Somehow, Zelazny managed to both race and drag through his hero's journey - which in itself should count as some sort of achievement. As a stand-alone book spiraling inward toward a climactic battle it mires you in passage after passage of unnecessary "feels" concerning royal siblings' relations; plus, natch, the one-minimum obligatory sex scene scaled down to just under R-level to titillate teens without panicking their parents. As part of a larger work, it dives breathlessly through one fantasy locale after another where the Earth chapters alone or Rebma or Arden or any other part could easily have taken up an entire non-Amber half of a novel. The various male characters merely re-iterate "he's kind of a dick but he's my brother and he looks impressive holding a phallic symbol" while the female characters... oh, sister. I don't normally find myself taking the feminist stance but these are some of the most painfully passive damsels that ever distressed. Even the queen of Rebma's most pro-active moment was spreading her legs.

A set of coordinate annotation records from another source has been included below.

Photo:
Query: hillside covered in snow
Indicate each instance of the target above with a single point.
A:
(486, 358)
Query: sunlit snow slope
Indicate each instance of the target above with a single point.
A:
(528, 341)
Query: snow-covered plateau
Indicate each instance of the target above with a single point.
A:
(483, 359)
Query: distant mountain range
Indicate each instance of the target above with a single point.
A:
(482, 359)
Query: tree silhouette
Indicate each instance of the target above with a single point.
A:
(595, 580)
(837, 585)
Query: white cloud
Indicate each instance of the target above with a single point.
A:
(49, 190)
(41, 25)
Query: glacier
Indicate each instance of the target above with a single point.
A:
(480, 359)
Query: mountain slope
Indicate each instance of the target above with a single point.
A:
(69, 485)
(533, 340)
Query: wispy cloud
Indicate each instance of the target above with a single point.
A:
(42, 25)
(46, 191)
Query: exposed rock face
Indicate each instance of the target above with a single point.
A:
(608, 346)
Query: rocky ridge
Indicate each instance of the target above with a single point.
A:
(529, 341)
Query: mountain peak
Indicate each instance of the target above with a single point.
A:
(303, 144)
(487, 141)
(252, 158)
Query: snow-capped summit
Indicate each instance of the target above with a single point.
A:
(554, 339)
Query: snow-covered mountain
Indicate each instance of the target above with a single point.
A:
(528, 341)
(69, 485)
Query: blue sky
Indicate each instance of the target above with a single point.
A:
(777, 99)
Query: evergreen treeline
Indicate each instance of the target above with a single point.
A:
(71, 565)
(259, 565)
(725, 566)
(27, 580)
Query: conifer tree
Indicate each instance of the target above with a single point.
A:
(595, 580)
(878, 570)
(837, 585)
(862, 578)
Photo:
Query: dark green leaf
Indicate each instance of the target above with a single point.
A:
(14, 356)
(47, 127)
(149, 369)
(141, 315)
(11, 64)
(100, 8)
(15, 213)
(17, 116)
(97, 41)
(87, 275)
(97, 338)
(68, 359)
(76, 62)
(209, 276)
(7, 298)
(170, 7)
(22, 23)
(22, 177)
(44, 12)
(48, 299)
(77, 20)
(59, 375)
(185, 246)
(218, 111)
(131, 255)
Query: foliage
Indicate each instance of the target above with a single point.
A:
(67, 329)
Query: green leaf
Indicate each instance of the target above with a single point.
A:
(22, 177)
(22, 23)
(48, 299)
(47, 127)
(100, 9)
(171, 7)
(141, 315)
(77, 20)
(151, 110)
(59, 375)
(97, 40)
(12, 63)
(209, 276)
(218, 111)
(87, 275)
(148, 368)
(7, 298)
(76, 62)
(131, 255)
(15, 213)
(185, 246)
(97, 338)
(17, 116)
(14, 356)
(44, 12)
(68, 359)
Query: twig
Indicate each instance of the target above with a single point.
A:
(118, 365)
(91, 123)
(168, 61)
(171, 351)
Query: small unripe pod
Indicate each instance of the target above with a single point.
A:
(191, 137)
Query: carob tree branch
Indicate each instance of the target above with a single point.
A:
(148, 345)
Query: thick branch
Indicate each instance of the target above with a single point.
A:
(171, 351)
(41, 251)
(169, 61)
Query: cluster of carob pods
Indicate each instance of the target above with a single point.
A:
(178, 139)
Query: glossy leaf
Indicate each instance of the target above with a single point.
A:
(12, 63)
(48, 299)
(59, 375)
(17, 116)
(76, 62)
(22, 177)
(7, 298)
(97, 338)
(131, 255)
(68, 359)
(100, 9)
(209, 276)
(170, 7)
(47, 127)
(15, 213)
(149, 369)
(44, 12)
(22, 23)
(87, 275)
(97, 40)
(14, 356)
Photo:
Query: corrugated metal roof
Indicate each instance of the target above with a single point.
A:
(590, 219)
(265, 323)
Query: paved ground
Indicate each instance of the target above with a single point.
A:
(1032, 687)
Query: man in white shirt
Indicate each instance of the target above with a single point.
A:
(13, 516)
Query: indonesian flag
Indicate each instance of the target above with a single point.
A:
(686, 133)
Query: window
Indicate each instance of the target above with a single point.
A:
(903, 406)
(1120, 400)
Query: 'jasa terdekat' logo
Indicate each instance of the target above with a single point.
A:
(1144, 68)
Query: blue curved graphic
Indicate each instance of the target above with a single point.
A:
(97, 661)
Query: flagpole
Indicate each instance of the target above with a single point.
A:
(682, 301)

This all serves as a wonderful reminder of just how not-wonderful the publishing industry has been, the massive parasitic market-manipulators who have always stood between writers and the public. I am perfectly willing to assume from the better passages of this novel that Zelazny could do better. While Nine Princes in Amber is in some ways an example of bad writing, it should not necessarily be taken as an example of a bad writer, but of one constrained by a need to instantly prove his new venture in order to secure future commissions. It's less of a book and more of an advertisement.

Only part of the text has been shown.